Semuanya kembali hening ketika sosok yang mereka tunggu-tunggu tiba. Lelaki cilik dengan perawakan super datar itu melirik Sakura dan Naruto sekilas, lalu duduk di bangku belakangnya. Wajahnya mengatakan bahwa ia memang sudah tahu apa sebab semua teman sekelasnya kini memandangnya dengan pandangan serius begitu. Meskipun agak risih, namun Sasuke bisa menyembunyikannya dengan terus membaca buku sains yang baru saja Itachi belikan untuknya seminggu yang lalu.
"Sasuke!"
Seruan kencang itu membuat Sasuke agak menurunkan buku sainsnya, seraya menatap ke depan. Sosok bermata biru laut yang sudah sangat dihapalnya menatapnya dengan kesal, seraya menebas mejanya dengan satu tebasan telapak tangan lebarnya. Bibirnya mengerucut kesal. Ia juga mendapati beberapa orang menatapnya, namun kini yang menjadi intinya adalah bocah kecil yang tampak kesal padanya saat ini. "Hn?"

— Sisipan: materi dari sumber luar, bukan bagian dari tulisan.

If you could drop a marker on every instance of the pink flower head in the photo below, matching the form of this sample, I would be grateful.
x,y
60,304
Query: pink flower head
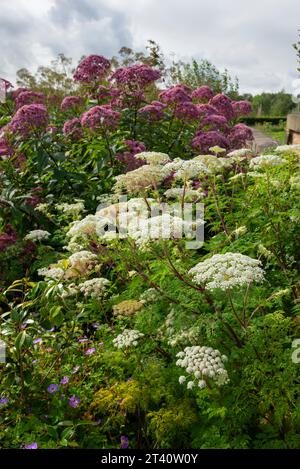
x,y
72,129
203,94
206,109
154,111
29,97
7,84
239,135
100,117
223,104
203,141
29,118
176,94
18,91
135,77
91,68
214,122
187,111
242,108
70,102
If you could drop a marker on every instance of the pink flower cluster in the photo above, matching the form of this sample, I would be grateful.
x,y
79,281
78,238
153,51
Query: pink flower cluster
x,y
91,68
203,141
99,117
70,102
29,97
127,157
72,129
29,118
153,111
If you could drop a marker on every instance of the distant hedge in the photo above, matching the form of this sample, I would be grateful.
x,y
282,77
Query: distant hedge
x,y
251,120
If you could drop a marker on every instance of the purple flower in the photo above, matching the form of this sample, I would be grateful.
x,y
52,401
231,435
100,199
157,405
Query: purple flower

"Apa maksudmu dengan pindah ke London? Tanpa bilang apa-apa pula!" seru Naruto kesal. "Kurenai-sensei bilang kau akan pindah hari Minggu, benar?" tanya Naruto memastikan, dengan terus berharap bahwa semua ucapan gurunya itu hanyalah omong kosong.
Sasuke tertegun. Ia mengangguk cepat, yang membuat Naruto sukses membulatkan kedua iris safir jernihnya. Bola mata indah itu tak sanggup menahan kemarahannya, lalu membanting meja Sasuke dengan kencang.
"Kenapa mendadak sekali!?"
Sasuke menurunkan kembali bukunya. "Siapa yang buru-buru? Ini sudah direncanakan Kaasan dua minggu lalu."
"Dan kita baru diberi tahu tiga hari sebelum kepergianmu!?"
"Lalu kenapa?"
Dipenuhi rasa murka, tangan Naruto bergerak menarik kerah baju sahabatnya. Wajahnya tampak kesal dan marah, yang membuat beberapa teman sekelasnya mencoba menenangkannya. "Apa yang 'kenapa'! Harusnya kau bilang kalau kau mau berangkat, jangan mendadak begini, TEME!"
Sasuke diam dalam amukan Naruto. Hal itu membuat Naruto kian murka, bocah itu tergoda untuk segera menghancurkan ekspresi datar Sasuke dengan kepalan tangan kanannya.
"Naruto-kun."
Namun, panggilan lembut itu berhasil menghentikan aksi brutalnya.
Sang Uzumaki cilik hanya bisa diam dengan posisi tangan terangkat, sementara Sasuke melirik ke arah lain dengan wajah menahan marah.
Gadis kecil itu meraih tangan Naruto, lalu menurunkannya. Segera, ia melepas pegangan tangan Naruto pada kerah baju Sasuke, kemudian menyuruh bocah kecil itu untuk duduk tenang. "Naruto-kun jangan berantem, dong! Masa, sama sahabat sendiri berantem?"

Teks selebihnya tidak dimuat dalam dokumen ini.